Most co-op proprietary leases have a mechanism in place for collecting arrears. In many cases, the board’s management company will send a letter to a shareholder after one missed payment. After a second missed payment, the board’s attorney will send a “notice to cure,” threatening to take the shareholder to Housing Court if arrears are not paid. Some boards impose late fees. Some try to negotiate a payment plan. Others withhold amenities – parking space, voting rights, use of community spaces – to induce delinquents to pay up.
Since a co-op corporation – unlike a condo association – has the first lien on apartments, the board has considerable muscle: the power to evict the delinquent shareholder for breach of the proprietary lease. With this in mind, some co-op attorneys notify the shareholder’s lender of impending legal action – in the hope that the lender will step in and pay the arrears in order to protect the loan’s collateral.

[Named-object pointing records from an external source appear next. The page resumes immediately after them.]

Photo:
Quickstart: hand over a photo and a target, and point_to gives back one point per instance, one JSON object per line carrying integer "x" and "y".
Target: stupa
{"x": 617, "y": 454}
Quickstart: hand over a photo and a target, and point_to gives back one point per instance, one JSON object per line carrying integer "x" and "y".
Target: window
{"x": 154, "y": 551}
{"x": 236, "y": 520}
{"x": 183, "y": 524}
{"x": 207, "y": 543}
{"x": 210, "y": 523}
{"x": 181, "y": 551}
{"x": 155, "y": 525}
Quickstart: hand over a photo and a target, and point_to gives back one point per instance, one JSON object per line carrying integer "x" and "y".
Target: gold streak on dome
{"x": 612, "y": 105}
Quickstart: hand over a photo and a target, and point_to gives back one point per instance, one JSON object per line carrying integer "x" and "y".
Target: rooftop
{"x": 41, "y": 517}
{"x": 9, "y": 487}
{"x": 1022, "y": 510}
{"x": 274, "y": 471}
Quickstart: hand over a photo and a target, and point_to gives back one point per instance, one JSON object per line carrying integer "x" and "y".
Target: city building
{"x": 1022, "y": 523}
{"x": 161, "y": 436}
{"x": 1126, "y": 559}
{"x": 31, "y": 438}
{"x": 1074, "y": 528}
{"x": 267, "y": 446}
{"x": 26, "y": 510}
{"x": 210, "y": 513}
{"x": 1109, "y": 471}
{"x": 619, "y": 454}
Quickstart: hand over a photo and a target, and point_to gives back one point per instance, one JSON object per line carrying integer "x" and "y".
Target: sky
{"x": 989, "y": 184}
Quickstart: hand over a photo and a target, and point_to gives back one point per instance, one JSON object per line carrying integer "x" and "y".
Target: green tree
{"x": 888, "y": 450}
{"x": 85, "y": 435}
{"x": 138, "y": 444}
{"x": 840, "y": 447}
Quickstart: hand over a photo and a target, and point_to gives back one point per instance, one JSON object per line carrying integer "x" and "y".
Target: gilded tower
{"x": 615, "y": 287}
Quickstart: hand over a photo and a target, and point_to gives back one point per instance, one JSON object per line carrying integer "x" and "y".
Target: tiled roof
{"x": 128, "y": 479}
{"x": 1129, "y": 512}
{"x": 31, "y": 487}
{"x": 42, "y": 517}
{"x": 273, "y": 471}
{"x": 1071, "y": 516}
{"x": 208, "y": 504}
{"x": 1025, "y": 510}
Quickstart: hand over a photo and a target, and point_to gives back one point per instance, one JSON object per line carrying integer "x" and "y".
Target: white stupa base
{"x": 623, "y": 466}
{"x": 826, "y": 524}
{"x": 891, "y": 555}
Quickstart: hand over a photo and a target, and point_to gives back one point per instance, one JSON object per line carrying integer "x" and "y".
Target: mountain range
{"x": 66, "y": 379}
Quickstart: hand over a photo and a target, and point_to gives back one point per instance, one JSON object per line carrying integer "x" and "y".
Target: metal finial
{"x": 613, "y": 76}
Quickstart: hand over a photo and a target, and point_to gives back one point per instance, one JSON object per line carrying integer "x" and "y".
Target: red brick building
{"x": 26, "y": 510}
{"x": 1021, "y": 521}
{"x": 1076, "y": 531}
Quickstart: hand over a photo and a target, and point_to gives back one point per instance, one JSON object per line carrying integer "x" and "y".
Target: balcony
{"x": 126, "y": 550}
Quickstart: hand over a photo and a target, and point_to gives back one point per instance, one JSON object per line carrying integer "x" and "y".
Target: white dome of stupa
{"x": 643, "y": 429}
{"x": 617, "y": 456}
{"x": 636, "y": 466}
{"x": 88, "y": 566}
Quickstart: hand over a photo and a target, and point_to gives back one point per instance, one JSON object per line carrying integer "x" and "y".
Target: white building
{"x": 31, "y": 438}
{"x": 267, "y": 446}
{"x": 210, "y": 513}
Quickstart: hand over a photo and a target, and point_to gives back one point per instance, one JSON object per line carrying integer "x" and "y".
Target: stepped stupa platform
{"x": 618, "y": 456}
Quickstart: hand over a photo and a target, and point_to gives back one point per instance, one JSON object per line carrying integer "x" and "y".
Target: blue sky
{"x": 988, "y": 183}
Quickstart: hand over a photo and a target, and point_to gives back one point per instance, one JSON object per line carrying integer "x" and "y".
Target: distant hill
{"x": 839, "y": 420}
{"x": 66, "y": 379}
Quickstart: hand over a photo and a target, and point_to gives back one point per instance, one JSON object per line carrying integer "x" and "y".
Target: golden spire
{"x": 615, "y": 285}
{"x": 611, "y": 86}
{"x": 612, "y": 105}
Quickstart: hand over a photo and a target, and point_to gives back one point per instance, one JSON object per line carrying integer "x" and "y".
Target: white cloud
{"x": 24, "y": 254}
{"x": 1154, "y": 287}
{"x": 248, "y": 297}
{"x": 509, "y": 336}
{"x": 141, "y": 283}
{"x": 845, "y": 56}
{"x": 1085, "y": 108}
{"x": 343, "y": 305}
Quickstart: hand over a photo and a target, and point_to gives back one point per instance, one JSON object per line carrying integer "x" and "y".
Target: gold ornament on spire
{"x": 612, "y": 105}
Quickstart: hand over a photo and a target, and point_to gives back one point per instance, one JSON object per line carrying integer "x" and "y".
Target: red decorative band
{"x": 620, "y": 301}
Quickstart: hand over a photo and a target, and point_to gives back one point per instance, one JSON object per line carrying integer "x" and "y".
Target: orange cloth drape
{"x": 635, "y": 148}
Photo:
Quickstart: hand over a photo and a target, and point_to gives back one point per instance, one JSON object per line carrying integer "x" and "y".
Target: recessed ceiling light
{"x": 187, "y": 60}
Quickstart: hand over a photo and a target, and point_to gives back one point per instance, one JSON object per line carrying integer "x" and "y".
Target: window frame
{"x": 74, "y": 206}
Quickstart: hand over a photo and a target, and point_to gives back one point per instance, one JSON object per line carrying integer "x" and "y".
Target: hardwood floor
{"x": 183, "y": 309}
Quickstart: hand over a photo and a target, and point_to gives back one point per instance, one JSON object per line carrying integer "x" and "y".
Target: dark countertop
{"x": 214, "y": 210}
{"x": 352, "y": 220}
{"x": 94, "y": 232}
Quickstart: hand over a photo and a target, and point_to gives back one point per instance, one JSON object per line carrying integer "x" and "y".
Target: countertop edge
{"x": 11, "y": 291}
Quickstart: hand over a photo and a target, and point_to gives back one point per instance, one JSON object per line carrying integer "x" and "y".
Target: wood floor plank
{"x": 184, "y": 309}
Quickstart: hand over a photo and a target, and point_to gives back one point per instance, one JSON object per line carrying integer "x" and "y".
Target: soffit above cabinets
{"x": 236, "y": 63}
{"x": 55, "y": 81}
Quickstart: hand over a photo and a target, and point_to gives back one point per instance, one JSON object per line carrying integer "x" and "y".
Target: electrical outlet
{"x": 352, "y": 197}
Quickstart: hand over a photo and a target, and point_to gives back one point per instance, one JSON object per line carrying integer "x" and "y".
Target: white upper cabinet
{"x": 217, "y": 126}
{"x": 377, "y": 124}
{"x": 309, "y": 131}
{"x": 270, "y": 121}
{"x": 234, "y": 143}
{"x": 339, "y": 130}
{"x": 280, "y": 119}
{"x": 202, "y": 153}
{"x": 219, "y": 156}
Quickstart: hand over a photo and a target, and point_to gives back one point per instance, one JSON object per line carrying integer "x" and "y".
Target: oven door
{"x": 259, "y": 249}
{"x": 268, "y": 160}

Peter von Simson, chief executive officer of New Bedford Management, recommends an alternative to having the co-op’s general counsel pursue arrears through Housing Court. “We recommend to boards that they hire a different law firm that specializes in landlord-tenant cases,” von Simson says. “What we’ve found is that we get a better product from both sides. The co-op’s general counsel doesn’t have a ton of time. They’re dealing with capital projects, contracts, maybe refinancing the underlying mortgage – big, time-sensitive issues. Arrears can get pushed to the bottom of the list so they drag out longer.”
For landlord-tenant lawyers, on the other hand, the job is much more tightly focused. “L-T lawyers are always at the courthouse,” von Simson says. “They don’t cut deals, they go by the book. An L-T lawyer is continuously pushing forward an arrears case until it’s resolved. And they’re always providing timely updates because that’s all they do. It’s a different skill set.”
To collect arrears, New Bedford frequently turns to the law firm Sontag & Hyman. Marc Hyman, a partner, says the firm specializes in landlord-tenant work, and about half of its workload involves co-ops in the city and on Long Island. For pro-forma filings and paperwork, the firm bills clients a set fee instead of an hourly rate. “It’s cheaper for the client,” says Hyman. “Typically we’re running around trying to get things done. Housing Court is its own beast.”
Von Simson stresses that co-op boards should view Housing Court as a last resort – and that there are proven ways to avoid going there. “Good protocols make good neighbors,” he says. “Everyone in the co-op should know that, no matter who you are, if you don’t pay your maintenance for 60 days, 90 days, whatever the protocol says, the matter is going to court. Everyone needs to know what those protocols are, and that they’re applied evenly. Where boards get into trouble is by treating people differently, trying to review each case. That can lead to a lawsuit against the board. Good intentions can result in very messy situations.”
In the end, he says, it all comes down to an unyielding fact of life: “Everyone has to pay their fair share for a co-op to work.”